VILLA, UM BANDEIRANTE VIRTUAL
CARLOS ODAS
Nesta terça-feira, 3, o Brasil 247 reproduziu conteúdo
do último artigo de Marco Antônio Villa, historiador
tucano; sendo este um dos espaços mais democráticos que
temos, decidi dialogar com o referido artigo, em contribuição
ao site. Não pretendo contestar parágrafo por parágrafo as
desonestidades intelectuais do professor porque, sinceramente,
me falta tempo para isso no momento. Talvez seja, também,
desnecessário. Não é possível que Villa não tenha já exata
noção de quem é e do que representa. Não me parece ter mais
pretensões de ser levado a sério no ambiente acadêmico; jamais
vi argumento de sua lavra servir, mesmo à direita, para comprovar
o que quer que fosse, pois o que tece não é fruto de raciocínio
lógico e observação mas de suas escolhas pessoais. Ou seja,
os conteúdos que produz são absolutamente idiossincráticos,
resultado de seu ódio pela esquerda, em geral, e pelo PT em
particular.
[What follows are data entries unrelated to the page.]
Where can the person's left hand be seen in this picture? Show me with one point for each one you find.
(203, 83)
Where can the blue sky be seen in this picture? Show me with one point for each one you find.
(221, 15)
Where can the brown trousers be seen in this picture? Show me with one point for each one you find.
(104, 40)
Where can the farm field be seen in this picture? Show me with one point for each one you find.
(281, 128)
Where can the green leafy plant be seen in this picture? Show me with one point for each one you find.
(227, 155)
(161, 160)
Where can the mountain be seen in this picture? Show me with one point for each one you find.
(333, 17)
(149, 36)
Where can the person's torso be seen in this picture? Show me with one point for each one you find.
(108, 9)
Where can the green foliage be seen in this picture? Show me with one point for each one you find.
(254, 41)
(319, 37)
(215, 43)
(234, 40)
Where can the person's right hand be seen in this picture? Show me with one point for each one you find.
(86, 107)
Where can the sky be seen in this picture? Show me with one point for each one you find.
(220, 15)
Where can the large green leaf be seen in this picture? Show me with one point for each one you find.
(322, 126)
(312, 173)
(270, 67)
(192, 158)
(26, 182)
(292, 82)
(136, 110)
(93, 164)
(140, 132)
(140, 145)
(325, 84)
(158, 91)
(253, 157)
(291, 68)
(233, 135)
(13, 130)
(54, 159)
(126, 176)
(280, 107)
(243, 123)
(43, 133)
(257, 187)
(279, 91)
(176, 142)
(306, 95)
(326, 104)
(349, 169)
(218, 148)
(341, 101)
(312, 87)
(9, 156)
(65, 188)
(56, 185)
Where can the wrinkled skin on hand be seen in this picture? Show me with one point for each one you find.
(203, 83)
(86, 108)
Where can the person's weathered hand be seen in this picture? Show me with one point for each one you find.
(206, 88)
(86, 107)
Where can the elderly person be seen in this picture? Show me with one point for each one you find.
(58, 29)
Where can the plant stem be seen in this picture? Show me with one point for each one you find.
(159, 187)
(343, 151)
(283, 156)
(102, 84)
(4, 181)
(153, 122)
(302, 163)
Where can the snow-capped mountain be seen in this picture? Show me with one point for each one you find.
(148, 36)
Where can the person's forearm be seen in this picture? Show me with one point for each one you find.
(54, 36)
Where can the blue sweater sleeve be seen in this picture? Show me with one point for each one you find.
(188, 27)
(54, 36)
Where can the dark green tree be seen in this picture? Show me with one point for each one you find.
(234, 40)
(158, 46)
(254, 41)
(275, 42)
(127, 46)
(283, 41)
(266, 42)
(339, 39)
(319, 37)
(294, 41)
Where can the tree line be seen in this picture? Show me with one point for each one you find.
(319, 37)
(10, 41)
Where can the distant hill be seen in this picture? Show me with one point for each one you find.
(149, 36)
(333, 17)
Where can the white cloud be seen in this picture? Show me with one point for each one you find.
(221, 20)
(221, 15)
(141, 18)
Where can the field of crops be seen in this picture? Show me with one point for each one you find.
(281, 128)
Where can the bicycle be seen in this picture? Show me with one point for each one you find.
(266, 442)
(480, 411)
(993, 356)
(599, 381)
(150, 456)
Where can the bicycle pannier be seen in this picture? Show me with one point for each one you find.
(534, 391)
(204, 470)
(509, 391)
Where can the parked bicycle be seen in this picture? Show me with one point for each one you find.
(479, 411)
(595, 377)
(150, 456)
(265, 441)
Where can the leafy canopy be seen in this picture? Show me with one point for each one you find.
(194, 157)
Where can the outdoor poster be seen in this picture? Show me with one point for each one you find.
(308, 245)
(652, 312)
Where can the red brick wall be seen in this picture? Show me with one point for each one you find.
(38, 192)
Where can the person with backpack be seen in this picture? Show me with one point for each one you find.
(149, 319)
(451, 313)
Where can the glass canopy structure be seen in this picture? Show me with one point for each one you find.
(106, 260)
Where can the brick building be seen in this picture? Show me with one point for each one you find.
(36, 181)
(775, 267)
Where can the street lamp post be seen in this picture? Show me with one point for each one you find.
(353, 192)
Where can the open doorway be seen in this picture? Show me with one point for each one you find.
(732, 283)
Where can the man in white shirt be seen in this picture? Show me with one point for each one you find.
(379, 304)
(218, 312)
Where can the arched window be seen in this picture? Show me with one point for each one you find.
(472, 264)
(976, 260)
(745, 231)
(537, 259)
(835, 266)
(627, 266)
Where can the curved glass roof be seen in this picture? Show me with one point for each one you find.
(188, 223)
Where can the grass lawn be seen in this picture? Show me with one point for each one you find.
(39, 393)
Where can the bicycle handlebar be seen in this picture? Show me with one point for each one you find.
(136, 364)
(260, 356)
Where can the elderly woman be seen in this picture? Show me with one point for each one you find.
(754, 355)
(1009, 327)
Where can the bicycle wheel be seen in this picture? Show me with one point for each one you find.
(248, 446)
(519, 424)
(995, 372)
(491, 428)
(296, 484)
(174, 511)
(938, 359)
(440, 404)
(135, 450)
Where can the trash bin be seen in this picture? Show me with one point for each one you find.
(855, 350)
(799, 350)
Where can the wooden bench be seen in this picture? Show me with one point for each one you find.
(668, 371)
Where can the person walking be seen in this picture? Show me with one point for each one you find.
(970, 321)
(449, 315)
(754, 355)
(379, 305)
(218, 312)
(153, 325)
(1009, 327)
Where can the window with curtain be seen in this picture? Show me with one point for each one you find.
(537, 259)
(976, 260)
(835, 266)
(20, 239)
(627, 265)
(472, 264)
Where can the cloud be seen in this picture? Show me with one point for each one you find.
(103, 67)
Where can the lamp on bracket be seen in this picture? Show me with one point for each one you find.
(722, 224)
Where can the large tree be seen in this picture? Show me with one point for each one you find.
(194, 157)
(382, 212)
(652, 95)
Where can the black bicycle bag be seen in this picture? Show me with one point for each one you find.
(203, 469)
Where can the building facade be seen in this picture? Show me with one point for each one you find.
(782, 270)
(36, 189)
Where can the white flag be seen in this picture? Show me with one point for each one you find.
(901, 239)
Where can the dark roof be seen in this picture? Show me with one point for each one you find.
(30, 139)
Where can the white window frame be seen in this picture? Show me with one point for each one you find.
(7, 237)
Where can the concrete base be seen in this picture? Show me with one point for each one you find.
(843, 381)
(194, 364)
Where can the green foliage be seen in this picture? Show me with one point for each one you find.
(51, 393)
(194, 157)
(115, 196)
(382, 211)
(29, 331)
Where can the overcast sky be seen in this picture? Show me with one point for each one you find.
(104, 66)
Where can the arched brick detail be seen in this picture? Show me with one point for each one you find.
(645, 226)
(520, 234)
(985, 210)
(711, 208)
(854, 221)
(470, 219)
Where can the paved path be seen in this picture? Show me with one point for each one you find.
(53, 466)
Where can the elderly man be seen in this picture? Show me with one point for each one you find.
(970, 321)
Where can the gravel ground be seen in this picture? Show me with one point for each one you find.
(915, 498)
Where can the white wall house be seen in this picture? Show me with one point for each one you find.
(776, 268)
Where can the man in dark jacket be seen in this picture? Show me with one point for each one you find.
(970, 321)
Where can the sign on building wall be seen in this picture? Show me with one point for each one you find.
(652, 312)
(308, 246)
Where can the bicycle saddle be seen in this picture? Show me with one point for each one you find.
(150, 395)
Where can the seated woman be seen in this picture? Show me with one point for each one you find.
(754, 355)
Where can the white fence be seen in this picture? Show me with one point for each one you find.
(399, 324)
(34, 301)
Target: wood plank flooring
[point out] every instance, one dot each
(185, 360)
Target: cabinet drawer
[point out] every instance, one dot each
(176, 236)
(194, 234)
Quando um acadêmico substitui métodos de análise
pela sua própria opinião e preferências, só pode produzir fraudes.
É o que faz Marco Antônio Villa. Tenho pena de seus alunos.
No artigo a que me refiro, ele vaticina: o governo Dilma acabou.
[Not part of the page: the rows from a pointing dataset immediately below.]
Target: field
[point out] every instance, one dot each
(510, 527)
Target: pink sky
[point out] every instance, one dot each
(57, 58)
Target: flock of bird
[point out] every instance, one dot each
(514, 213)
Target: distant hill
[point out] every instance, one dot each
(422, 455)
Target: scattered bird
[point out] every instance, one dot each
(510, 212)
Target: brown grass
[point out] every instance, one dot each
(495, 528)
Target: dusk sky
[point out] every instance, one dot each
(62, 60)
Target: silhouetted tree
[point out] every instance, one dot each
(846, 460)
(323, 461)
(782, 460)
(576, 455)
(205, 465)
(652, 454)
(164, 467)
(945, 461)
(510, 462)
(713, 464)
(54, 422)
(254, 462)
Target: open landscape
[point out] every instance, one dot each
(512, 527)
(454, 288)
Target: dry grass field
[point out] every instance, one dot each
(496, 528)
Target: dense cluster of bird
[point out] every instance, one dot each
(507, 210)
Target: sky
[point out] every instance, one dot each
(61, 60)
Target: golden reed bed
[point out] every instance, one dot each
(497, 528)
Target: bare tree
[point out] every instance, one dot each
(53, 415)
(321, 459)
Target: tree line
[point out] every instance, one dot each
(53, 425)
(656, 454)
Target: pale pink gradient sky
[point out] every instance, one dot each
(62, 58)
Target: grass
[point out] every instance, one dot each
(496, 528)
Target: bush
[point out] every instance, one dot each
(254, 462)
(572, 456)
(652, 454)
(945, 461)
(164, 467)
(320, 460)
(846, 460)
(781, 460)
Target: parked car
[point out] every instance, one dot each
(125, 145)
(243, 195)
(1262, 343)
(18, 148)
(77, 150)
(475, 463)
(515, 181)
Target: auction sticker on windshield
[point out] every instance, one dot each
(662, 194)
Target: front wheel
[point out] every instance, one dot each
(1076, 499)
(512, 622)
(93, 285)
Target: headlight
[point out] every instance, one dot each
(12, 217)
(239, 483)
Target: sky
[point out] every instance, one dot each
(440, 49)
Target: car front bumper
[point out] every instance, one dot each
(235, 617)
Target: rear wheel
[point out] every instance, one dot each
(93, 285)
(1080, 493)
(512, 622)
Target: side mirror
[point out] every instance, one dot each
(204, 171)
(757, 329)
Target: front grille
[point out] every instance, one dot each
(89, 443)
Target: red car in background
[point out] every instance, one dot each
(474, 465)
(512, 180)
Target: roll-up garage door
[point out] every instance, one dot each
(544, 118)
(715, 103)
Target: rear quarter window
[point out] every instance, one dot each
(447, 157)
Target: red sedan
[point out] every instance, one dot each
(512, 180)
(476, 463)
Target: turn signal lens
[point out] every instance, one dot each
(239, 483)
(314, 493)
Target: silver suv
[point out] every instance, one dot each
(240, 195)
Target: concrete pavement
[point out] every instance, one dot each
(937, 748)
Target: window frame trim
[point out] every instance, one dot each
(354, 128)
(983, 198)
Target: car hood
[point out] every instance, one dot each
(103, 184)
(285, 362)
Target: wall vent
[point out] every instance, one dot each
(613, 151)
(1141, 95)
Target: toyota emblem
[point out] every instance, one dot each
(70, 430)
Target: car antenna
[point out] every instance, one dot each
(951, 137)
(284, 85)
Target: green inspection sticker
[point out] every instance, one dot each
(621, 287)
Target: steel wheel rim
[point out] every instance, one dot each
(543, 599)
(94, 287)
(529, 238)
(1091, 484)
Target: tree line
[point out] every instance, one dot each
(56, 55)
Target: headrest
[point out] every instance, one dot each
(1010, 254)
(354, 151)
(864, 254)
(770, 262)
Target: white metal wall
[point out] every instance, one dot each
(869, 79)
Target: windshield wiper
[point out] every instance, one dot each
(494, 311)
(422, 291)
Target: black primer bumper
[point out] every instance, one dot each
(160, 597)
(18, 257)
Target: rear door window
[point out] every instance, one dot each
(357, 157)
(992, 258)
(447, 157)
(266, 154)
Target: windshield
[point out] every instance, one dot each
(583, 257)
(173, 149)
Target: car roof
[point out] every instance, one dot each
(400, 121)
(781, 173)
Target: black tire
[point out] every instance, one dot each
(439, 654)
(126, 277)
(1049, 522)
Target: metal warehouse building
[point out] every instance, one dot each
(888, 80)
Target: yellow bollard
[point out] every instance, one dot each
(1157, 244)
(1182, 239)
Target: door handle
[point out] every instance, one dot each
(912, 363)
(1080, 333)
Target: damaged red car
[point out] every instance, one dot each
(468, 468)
Então podemos começar lembrando que o professor afirmou o
mesmo sobre o governo de Lula em 2005, no auge da crise do
mal chamado "mensalão"; do mesmo modo, previu o "fim
melancólico" – sim, além da fraude intelectual, Villa abusa
dos clichês – para o governo do PT em 2010 e, durante as
eleições municipais de 2012, cometeu alguns artigos
"explicando" porque Lula vivia seu crepúsculo como liderança
influente, dadas as chances eleitorais de seu candidato em
São Paulo àquela altura. Villa é assim: faz previsões, elas
não se confirmam, ele faz de conta que não as fez e as publica
novamente. Um dia, evidentemente, o PT perderá as eleições
presidenciais e, se Villa estiver vivo e em pleno gozo de suas
faculdades mentais, poderá dizer: acertei! Não há indícios
fortes, como gostaria o professor, de que será nessas eleições
que seus vaticínios se confirmarão.
No entanto, apenas seu posicionamento em relação aos
governos do PT não seria suficiente para traçar um panorama
do mal que esse senhor já tentou impingir à discussão política
no Brasil; suas diatribes, nesse caso, são apenas fruto de ódio
e interesse político. Ademais, é um direito seu ser antipetista,
como o é expressar-se acerca disso, inclusive mentindo. Mas,
como historiador que diz ser, deveria ser mais comedido com a
História e não tentar revisá-la a partir de interesses subalternos
da matriz ideológica à qual se afiliou. O ódio brutal de Villa
contra o PT é, de um ponto de vista intelectual, anterior ao PT.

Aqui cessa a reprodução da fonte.